Even before the departure of the Spaniards, the brutal invasion by Morocco in 1975 expelled the Sahrawi population out of its territory, to refugee camps in the Algerian desert. Only a minority of Sahrawis remained in the occupied territory. Separated from the rest of their people by a 2700km long separation wall, they suffer from repression and discrimination.
Nomadism being banned by the new occupying force, the city therefore imposes a socio-political framework that tends towards forced assimilation, and a control of colonized bodies and resistances based on the all-repressive : imprisonment, disappearance, torture, harassment, etc. For them this desert is an open prison, which is materialized by their inability to enforce their rights in this lost territory. Colonization places the colonized out of time, out of space, into a dominant-dominated relationship.
The ceasefire signed between Morocco and the Polisario Front (the Sahrawi Arab Democratic Republic army) in 1991, mandates the UN to monitor the cease-fire, and to organize the return of the refugees, the referendum of self-determination, and the reduction of the Moroccan troops on the territory.
Today nothing has changed, apart from the colonial domination, in an international context which, de facto, seems to consider as acceptable the status quo imposed by this occupation, in defiance of International Humanitarian Law.
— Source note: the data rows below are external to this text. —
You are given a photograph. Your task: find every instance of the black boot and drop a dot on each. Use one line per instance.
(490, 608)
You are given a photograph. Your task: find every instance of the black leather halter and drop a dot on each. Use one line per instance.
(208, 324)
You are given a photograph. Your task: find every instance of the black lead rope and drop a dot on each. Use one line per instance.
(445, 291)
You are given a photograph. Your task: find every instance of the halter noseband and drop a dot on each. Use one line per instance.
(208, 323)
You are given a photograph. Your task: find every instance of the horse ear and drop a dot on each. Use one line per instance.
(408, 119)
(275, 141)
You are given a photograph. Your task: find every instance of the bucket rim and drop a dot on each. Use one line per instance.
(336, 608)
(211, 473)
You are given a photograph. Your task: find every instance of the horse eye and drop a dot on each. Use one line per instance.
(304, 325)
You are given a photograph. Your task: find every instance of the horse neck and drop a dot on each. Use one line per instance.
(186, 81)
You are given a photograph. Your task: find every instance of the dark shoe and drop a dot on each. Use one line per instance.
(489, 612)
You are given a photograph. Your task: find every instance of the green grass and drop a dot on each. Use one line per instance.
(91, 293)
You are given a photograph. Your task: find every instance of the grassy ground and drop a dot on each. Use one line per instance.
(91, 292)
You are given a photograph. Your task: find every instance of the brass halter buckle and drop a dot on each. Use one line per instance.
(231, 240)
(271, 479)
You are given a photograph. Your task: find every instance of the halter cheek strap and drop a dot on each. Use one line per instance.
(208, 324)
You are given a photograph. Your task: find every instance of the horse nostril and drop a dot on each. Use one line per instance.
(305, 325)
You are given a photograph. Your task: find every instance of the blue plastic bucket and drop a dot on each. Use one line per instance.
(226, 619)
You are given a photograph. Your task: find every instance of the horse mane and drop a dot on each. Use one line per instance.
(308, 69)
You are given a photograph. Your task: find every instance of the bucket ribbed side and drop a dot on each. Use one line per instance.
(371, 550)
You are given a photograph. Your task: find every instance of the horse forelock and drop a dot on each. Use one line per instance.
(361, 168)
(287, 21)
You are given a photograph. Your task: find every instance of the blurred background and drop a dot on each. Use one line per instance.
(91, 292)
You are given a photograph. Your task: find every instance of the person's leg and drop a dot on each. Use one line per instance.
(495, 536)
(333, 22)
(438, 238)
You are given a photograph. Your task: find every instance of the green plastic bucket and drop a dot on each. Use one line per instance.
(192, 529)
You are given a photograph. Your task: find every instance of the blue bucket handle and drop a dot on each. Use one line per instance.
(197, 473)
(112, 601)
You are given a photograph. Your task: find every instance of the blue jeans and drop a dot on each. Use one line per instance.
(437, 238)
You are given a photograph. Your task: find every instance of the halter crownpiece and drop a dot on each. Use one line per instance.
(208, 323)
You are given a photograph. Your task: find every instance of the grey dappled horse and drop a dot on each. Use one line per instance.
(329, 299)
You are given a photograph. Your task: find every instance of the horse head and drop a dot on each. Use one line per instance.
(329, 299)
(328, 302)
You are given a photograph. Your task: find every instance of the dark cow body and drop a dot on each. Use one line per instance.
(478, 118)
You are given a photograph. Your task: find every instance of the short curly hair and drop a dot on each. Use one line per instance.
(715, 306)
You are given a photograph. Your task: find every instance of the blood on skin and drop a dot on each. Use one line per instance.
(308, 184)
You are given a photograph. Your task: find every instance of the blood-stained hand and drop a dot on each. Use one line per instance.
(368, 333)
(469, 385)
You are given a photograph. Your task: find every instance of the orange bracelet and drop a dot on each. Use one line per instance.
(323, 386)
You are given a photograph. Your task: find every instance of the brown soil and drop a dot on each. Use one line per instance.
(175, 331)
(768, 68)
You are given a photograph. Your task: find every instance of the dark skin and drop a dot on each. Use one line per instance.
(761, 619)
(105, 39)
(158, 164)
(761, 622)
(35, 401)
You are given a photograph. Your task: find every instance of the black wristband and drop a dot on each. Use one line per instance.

The process of urbanization and intensive settlement campaigns are mechanisms of colonial deculturation of the Sahrawi people, in order to reach a point of no return : the irreversible "moroccanity" of Western Sahara.
However, despite huge investments in this territory, Morocco is facing resistance. Sahrawi identity is based on the struggle for self-determination. Since 1973, the resistance has federated the tribes into people, and the common identity denominator is no longer the link of blood, but the sense of belonging to a territory.
Various political, economic, social, cultural and linguistic means make it possible to brake free from colonial control. Preserving its cultural differences is a bulwark against Moroccan integration, it ensures the continuity of the struggle for self-determination.
The affirmation of the socio-political and cultural identity of the Sahrawis puts them face to face with a State that they contest but within which they evolve in spite of themselves. Living under occupation is both a story of accommodation, and resistance. It is a combat breathing against alienation, for freedom.
"When we are all scattered, that we seem to have become strangers on our own land, when our national identity, our traditions, our conceptions of the world and our individual rights are violated at every moment, what can we do to continue to take political, economic, or social initiatives in our own lives ? At every moment we have the painful feeling of having lost our lives, our families and our property. Everything always seems like a threat, we have lost all sense of security. But what can we do? Lower your head or claim the truth until everyone hears you? Brahim Dahane, Sahrawi activist for human rights, victim of enforced disappearance under Hassan II and imprisonment under Mohamed VI.